Many narrow their focus to climate change, or even just carbon emissions. Consequently, they perceive a tragic, paralyzing “free-rider” dilemma: individuals enjoy the benefits of emissions while society bears the costs.

Overcoming such free-riding would require all to sign up for the common cause and contribute to the common good. But privately, a god number some may think, “Yes, the world needs less carbon in the atmosphere, but why should I sacrifice the convenience of using fossil fuels when others don’t?” This over-narrow perspective pervades environmental discussions, leading many to believe that the ecological challenge humanity faces is insurmountable. And all believe, it necessitates a “global consensus” or negotiations, something that seems to become more elusive with every COP meeting. Worse, frustration arises from the perceived lack of such consensus.


Others disengage, because they fear that the remedy would be worse than the disease. They view climate change as an  inconvenient truth, meaning that the more they know, the more responsible they feel for shouldering burdens and disadvantages. This argument echoes in every country: “Why should we act when we emit only a small percentage of the total?”


However, the challenge is broader, and therefore not dominated by free-riding dynamics. Recognizing that climate change and carbon emissions are symptoms of human demand surpassing the biosphere’s capacity reveals that “free-riding” is an important, but not the dominant dynamic. Climate change is ultimately a resource challenge. It affects resource security through erratic agricultural productivity, which can lead to stranded assets for those economies who cannot operate without fossil fuels, and exposes those to supply risks who cannot find functional substitutes to fossil fuels. Seeing the broader picture makes evident that the incentives to act are already in place, and waiting for global consensus is counterproductive; neglecting one’s own preparation for the predictable future.

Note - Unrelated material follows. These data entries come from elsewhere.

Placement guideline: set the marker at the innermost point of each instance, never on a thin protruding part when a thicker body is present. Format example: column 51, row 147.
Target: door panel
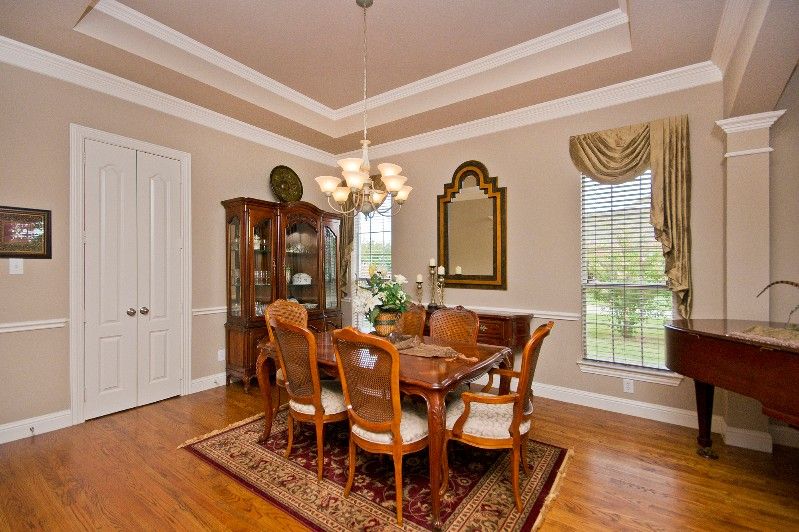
column 159, row 273
column 110, row 271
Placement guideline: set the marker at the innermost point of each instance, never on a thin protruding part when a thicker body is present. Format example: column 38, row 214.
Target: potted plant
column 381, row 300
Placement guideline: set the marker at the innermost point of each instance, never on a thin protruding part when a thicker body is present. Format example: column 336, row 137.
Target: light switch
column 15, row 267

Therefore, sufficient incentives to act are already in place, and waiting for global consensus is self-defeating: In fact, the less people worldwide prepare for a future of climate change and resource constraints, the higher the individual risk exposure. Inaction by others underscores the critical need for one’s own preparation, whether you are an individual, a company, a city, or a country.

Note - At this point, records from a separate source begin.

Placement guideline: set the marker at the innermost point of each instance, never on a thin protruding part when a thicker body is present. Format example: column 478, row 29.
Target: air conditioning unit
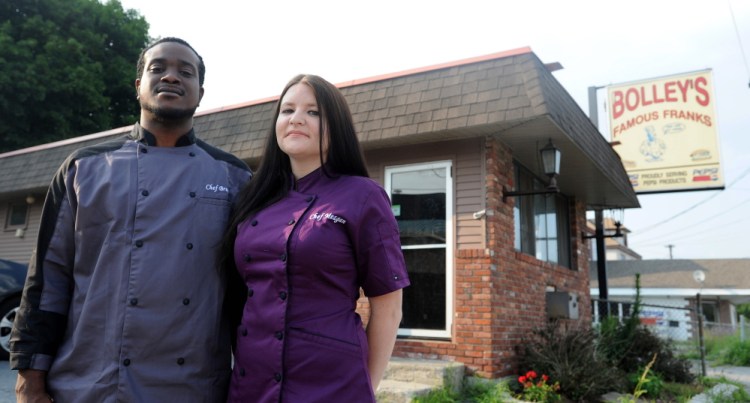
column 562, row 305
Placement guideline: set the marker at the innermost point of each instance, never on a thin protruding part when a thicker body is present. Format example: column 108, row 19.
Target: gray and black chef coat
column 123, row 301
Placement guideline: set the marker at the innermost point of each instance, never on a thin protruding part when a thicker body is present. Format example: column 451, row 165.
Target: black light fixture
column 551, row 166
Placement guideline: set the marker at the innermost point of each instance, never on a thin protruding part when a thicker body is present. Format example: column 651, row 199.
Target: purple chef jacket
column 304, row 260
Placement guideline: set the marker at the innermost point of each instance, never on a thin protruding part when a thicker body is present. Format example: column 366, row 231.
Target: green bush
column 652, row 384
column 570, row 357
column 646, row 344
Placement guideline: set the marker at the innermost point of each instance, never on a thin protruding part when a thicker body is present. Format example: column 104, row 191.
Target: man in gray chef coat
column 124, row 297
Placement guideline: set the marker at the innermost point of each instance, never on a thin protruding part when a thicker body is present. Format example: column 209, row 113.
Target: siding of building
column 12, row 247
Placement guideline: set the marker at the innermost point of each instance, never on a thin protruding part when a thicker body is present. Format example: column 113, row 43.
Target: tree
column 67, row 68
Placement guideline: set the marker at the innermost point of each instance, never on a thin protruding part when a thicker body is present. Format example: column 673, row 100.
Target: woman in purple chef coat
column 309, row 231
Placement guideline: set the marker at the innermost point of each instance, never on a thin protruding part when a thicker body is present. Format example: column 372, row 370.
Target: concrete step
column 428, row 372
column 391, row 391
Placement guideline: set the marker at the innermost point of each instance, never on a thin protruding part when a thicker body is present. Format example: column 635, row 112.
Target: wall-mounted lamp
column 618, row 232
column 551, row 165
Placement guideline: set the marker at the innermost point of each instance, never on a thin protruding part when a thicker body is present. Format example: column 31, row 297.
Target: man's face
column 169, row 88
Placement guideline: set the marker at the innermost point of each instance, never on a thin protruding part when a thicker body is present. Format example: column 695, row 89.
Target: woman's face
column 298, row 126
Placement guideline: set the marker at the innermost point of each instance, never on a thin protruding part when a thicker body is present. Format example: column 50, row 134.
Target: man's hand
column 31, row 386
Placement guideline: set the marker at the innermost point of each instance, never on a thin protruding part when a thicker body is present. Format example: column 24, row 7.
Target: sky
column 251, row 49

The most effective preparations also benefit others as they reduce resource dependence and strengthen overall resilience. As the future approaches faster than businesses and cities can adjust their physical infrastructure, everyone is already late in the game. Waiting offers no benefit to the patiently passive. Clearly, understanding the future better has no downside; it empowers each one of us to make more informed decisions - decisions informed by overshoot as our context.